Of even greater interest, we also found this result in older patients ≥65 years of age, which has never been mentioned in previous studies. Although previous studies have suggested that D-dimer is physiologically elevated in the elderly and the threshold for pulmonary embolism diagnosis should be increased according to age.31 However, our study found that using 0.50 mg/L as the cutoff point, the risk of greater than 0.50 mg/L has been significantly enhanced. Therefore, given that the elderly are more likely to have hyperglycemia and coagulation problems compared with the younger, the results imply that more attention should be paid to blood glucose and D-dimer levels when dealing with elderly COVID-19 patients.

However, several possible limitations of the present study warrant special consideration. First, despite this being a cohort study with a full sample from one center, some patients still excluded from enrollment because of the absence of D-dimer and FBG levels on admission. Second, because both D-dimer and FBG levels were measured on admission, namely at the same time cross-section, it was not possible to further explore whether hyperglycemia contributed to the elevated D-dimer and thus to the poor prognosis. Third, our study only explored admission D-dimer levels but failed to analyze the differences in D-dimer levels at multiple time points and their trends over time. Therefore, more studies with dynamic monitoring data are needed. Finally, we collected all data during hospitalization without a long-term follow-up after discharge.

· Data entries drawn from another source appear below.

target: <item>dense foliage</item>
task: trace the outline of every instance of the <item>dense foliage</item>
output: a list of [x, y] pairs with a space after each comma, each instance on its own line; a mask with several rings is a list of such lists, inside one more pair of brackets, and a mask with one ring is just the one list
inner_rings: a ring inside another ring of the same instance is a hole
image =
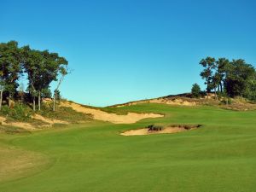
[[[22, 83], [19, 84], [19, 82], [20, 78], [25, 76], [27, 78], [27, 95], [32, 101], [33, 110], [36, 109], [36, 99], [40, 110], [41, 97], [51, 96], [49, 84], [57, 81], [59, 75], [62, 81], [63, 76], [67, 73], [67, 61], [57, 53], [33, 49], [28, 45], [19, 47], [15, 41], [0, 44], [0, 109], [4, 96], [9, 107], [14, 96], [23, 96], [24, 85]], [[54, 97], [60, 97], [60, 80]], [[20, 90], [17, 90], [19, 86]]]
[[191, 89], [192, 97], [198, 98], [201, 96], [201, 88], [198, 84], [194, 84]]
[[205, 79], [207, 93], [213, 90], [215, 94], [256, 101], [256, 72], [251, 64], [242, 59], [230, 61], [213, 57], [202, 59], [200, 64], [204, 67], [201, 76]]

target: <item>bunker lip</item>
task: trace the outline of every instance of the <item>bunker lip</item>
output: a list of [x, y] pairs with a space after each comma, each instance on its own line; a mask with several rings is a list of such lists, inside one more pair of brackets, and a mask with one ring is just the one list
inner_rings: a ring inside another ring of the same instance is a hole
[[[154, 135], [154, 134], [170, 134], [170, 133], [177, 133], [187, 131], [189, 130], [195, 130], [201, 127], [202, 125], [172, 125], [165, 126], [160, 130], [152, 130], [150, 128], [142, 128], [137, 130], [129, 130], [125, 132], [122, 132], [122, 136], [145, 136], [145, 135]], [[150, 126], [150, 125], [149, 125]]]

In conclusion, our findings suggest that D-dimer levels at admission were a predictor of adverse in-hospital outcomes, and the synergic effect of elevated D-dimer and hyperglycemia could further increase the risk of adverse in-hospital outcomes, especially in the elderly, and this risk was independent of the history of diabetes. Hence, more attention should be paid to blood glucose and D-dimer levels of COVID-19 patients regardless of their history of thrombosis or diabetes, which might be very useful for better management of COVID-19.

Data Sharing Statement

The database of the current study is not publicly available.

Acknowledgments

We appreciate the dedication of all nursing, medical, and health-care personnel in caring for the patients in this study.

Funding

The study was supported by military fund (BWS20J009, BLB20J002), National Natural Science Foundation of China (82173589, 82173590, 61976223), State key R & D Program (2019YFC0121703, 2019YFA0110704), and Chinese PLA general hospital fund (CX19030, 2018TM-03, 2018FC-WJFWZX-2-04).

Disclosure

The authors have no conflicts of interest to declare.